When Hong Kong’s fight against smugglers in speedboats turned deadly
- In the 1980s and ’90s, police engaged in sometimes fatal pursuit of powerful speedboats heading to mainland China carrying everything from VCRs to cars
A dangerous offshore battle, fought intermittently in Hong Kong waters for some 20 years, is to be commemorated by a new installation on the city’s Central waterfront, outside the Hong Kong Maritime Museum on June 24.
Since the late 1980s, law enforcement agencies have grappled with large-scale cross-border smuggling syndicates operating purpose-built, high-speed power boats known as dai fei. Many officers were injured, some lost their lives, in pursuing these stealthy craft.
“It was a deadly game,” says retired superintendent Les Bird, who commanded the first small boat unit tasked with tackling the dai fei problem.

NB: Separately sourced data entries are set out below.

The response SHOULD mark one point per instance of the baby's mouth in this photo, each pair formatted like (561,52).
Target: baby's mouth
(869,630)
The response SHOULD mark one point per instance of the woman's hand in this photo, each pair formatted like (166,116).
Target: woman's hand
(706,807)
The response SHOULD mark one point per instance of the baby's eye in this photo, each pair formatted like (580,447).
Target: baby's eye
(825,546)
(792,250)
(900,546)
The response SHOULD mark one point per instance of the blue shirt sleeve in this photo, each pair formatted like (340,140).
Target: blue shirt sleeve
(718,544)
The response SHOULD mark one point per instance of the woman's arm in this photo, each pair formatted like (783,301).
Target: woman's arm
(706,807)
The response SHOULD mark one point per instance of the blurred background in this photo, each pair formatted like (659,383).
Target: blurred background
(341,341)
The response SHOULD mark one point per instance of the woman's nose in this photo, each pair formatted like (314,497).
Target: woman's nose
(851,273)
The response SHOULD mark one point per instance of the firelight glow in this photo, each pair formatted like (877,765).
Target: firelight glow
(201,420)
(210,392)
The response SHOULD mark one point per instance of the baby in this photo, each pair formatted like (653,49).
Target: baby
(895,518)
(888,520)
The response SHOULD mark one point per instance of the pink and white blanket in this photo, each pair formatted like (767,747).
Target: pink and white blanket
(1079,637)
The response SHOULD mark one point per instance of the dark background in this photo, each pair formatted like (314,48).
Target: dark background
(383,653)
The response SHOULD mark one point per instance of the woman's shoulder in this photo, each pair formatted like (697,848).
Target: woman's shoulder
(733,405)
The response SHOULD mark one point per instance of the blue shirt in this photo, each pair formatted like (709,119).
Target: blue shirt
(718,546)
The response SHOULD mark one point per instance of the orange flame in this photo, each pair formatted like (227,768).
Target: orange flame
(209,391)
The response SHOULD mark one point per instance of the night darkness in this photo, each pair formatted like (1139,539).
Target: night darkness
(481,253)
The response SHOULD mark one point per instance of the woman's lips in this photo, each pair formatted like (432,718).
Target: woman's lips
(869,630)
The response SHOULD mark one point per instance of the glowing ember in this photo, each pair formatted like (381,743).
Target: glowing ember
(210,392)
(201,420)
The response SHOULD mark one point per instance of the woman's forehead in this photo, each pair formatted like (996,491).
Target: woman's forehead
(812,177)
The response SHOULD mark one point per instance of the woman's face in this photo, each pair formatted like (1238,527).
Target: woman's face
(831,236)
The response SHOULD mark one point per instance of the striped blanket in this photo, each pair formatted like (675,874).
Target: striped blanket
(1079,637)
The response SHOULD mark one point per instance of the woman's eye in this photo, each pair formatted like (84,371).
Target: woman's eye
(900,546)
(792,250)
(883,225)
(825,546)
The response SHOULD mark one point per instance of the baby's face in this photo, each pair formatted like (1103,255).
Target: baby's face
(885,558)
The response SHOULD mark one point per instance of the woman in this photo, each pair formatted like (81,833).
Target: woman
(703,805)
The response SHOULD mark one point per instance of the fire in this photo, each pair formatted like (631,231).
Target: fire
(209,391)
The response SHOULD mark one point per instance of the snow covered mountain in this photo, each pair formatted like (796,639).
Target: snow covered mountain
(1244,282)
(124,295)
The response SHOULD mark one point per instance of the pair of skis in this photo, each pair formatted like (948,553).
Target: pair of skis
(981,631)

At its peak in the late 80s and 90s, armadas of up to 30 vessels fitted with steel-tipped bows – designed for ramming police vessels – would swarm into secluded Hong Kong waters at night. Assisted by accomplices, they would load cargoes of contraband luxury goods before speeding off towards mainland China.
They were basic but manoeuvrable, and unless the smugglers were arrested in the act of loading contraband, or intercepted with illicit cargo on board, convictions were almost impossible. Huge profits could be made by criminal gangs seeking to satisfy an insatiable demand created by rising prosperity on the mainland, accompanied by high import tariffs. A fully loaded dai fei could transport, say, 400 VCRs, at a profit of about HK$1 million for a night’s work.
“They had four or five big V8 outboard engines on these pre-moulded GRP shells,” says Bird, “and they used to fly across the water at speeds of up to 50 knots, hence the name dai fei – big fliers.”